Teaching then vs. than
How should we teach our ESL students the difference between “then” and “than”?
For adult ESL students, explain it like this: We use “than” to compare two things. We use “then” if we are describing a series and it relates to time.
You can give them a practice worksheet, too: https://www.worksheetplace.com/mf_pdf/then-vs-than-2.pdf
For kids’ classes, draw a picture of a scale to compare two sizes of things. For example, a mouse and an elephant to show ‘than.’ Use the sentence, ‘first 1 then 2 then 3″ to demonstrate the meaning of ‘then.’
THAN: Sample Sentences
I am smarter than my little brother.
This flower smells nicer than my shoe!
A bird in the hand is better than two in the bush.
Running is healthier than eating french fries.
THEN: Sample Sentences
To teach ‘then,’ you can scaffold the lesson with easy sample sentences and move on to more complicated examples. Here is a good start:
1, then 2, then 3, then 4
I ate, and then I went to sleep
“First comes love, then comes marriage, then comes the baby in the baby carriage.”
Now and then, we all feel sad.
ESL games to teach than versus then
Incorporating fun games can make teaching the difference between “than” and “then to ESL learners more engaging and effective. Here are some ESL games you can use to teach the difference between “than” and “then”:
Prepare a set of sentences that use “than” or “then” incorrectly. Cut the sentences into individual strips and mix them up. Have students work in pairs or small groups to sort the sentences into two categories: “than” and “then.” This activity helps them practice identifying the correct usage in context.
Create flashcards with sentences or phrases using “than” on one side and “then” on the other side. In groups or individually, students should read the sentence and decide whether to place it under the “than” or “then” category.
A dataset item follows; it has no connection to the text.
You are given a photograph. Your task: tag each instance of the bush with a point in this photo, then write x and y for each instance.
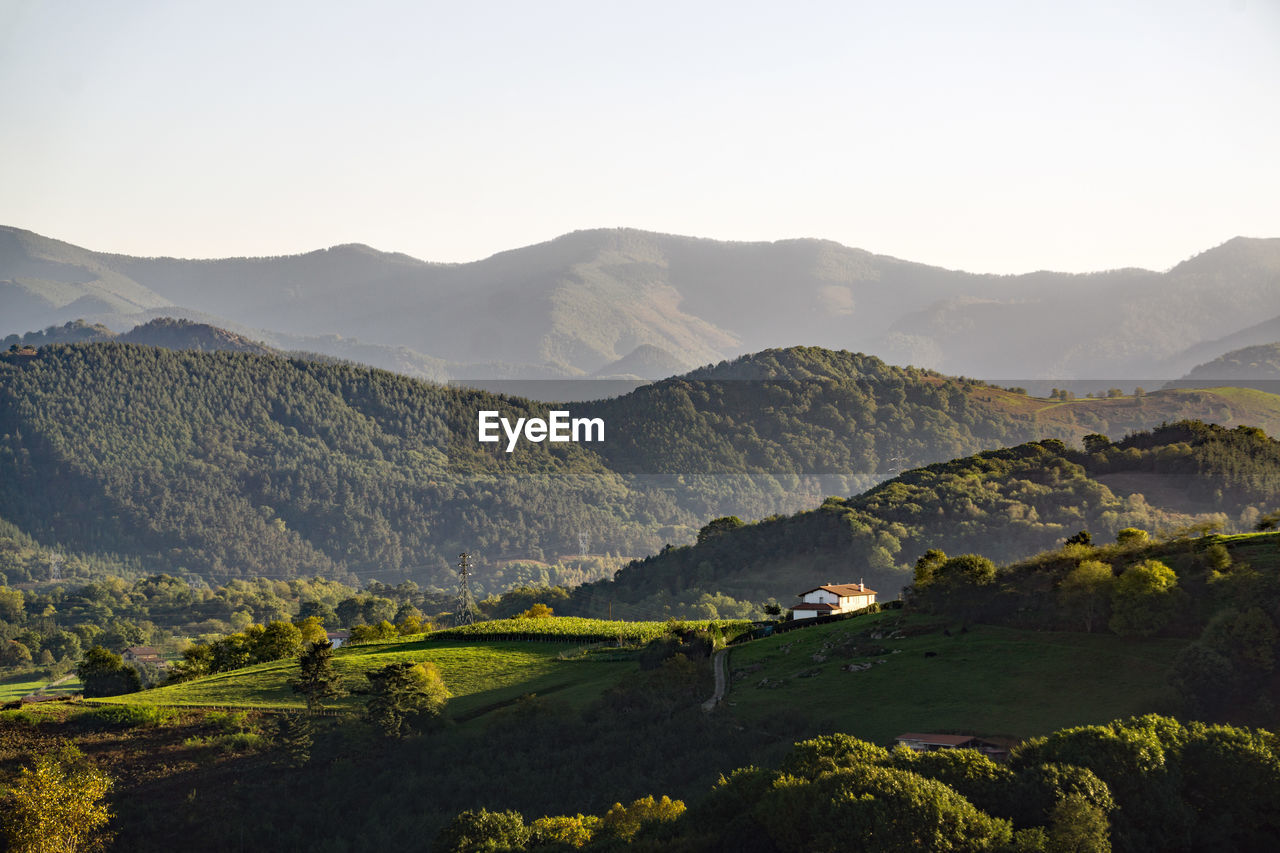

This visual and hands-on approach reinforces the correct usage.
Error Correction Relay
Prepare a series of sentences, some with correct usage and some with incorrect usage of “than” and “then.” Divide the class into teams and give each team a set of sentences. One student from each team runs to the teacher, reads a sentence, and identifies whether it’s correct or incorrect. If incorrect, the student must correct the mistake before returning to their team and passing the sentence to the next teammate. The first team to finish with the most correct sentences wins.
Divide the class into two teams and draw a large board with a race track on it. Write sentences with blanks on the board, leaving space for “than” or “then.” One student from each team comes to the board and fills in the blank with the correct word. The team that provides the correct word first gets to move their marker along the race track. The first team to reach the finish line wins.
Interactive Online Quizzes
Use online ESL platforms that offer quizzes and exercises related to “than” and “then.” Websites like Kahoot!, Quizlet, and Quia provide ready-made quizzes, or you can create your own. These platforms gamify the learning process and provide immediate feedback to students.
Sentence Building Game:
Provide students with a mix of sentence fragments containing “than” or “then.” Challenge them to work in pairs or small groups to create as many correct sentences as possible using the given fragments. This game encourages creativity and reinforces proper sentence structure.
Have students work in pairs or groups to create short stories. Each story should include a few instances of “than” and “then” used correctly. Afterward, groups can take turns sharing their stories with the class, emphasizing the correct usage of the words.